Ah, leave it to The Signal’s editorial board to completely gloss over the irony of their column on district voting for the city of Santa Clarita. The Signal says if the districts were cut a certain way, three of the five current members of the council would live in a single district, and by gosh that means the Latino guy would lose to the very hunky Cameron Smyth. Well, I’m not sure why The Signal thinks a guy with a Hispanic last name would lose in some mythical three-way matchup. I think that statement says more about the mindset of The Signal editorial staff than anything, but The Signal completely misses the point, which is that three of the five, a full 60% of the council, are neighbors, living in one district.
Democracy is imperfect and messy, but it sure beats the alternative (I’m talking about you, Russia). We divvy up areas into districts, be it congressional, state Assembly, etc., because we have found that people are best represented by elected officials who live among them. People complain, people squawk, people petition. When those people live next door, you can be darn sure they will get a better hearing than folks who live on the other side of town. Under The Signal’s district map, at least 40% of the city would not have this kind of local representation. Santa Clarita is the third largest city in Los Angeles County, with a quarter of a million residents. A lot of those folks are not getting the services they need because of this lack of local representation.
I have no idea if a Latino, or a person of color, will win in a district-type voting scenario. But I am certain we will get some new members, and ones who aren’t handpicked by their predecessors. That is a good thing. It may be messy, and I am sure many folks here in this city won’t like it, but the council needs some shaking up and it’s pretty obvious that, left to their own devices, that wasn’t going to happen.

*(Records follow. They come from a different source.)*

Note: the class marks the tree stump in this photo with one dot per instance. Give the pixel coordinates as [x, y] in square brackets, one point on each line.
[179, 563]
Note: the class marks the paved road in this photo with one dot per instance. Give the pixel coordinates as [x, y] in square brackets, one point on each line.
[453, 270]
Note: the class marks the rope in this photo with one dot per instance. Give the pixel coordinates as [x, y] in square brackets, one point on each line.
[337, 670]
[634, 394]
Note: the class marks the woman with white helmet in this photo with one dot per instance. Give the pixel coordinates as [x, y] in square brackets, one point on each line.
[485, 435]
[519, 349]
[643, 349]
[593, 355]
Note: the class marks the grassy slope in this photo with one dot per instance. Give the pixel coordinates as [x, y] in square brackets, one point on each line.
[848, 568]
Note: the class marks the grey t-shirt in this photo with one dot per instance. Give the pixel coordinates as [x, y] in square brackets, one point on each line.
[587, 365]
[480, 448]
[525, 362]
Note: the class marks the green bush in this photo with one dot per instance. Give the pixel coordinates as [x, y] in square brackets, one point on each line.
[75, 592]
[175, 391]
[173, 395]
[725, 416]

Editor’s note: Our supposition that Smyth would be the favorite in a hypothetical election against McLean and Miranda was based on nothing other than history and math: When Smyth was re-elected in 2020, he drew nearly twice as many votes as the second-place finisher in a race for two seats. McLean and Miranda were both elected in 2018, finishing second and third in a race for three seats. While the three of them have not gone head-to-head-to-head in an election, if you’re looking at it as you would a horse race, the smart money would be on Smyth.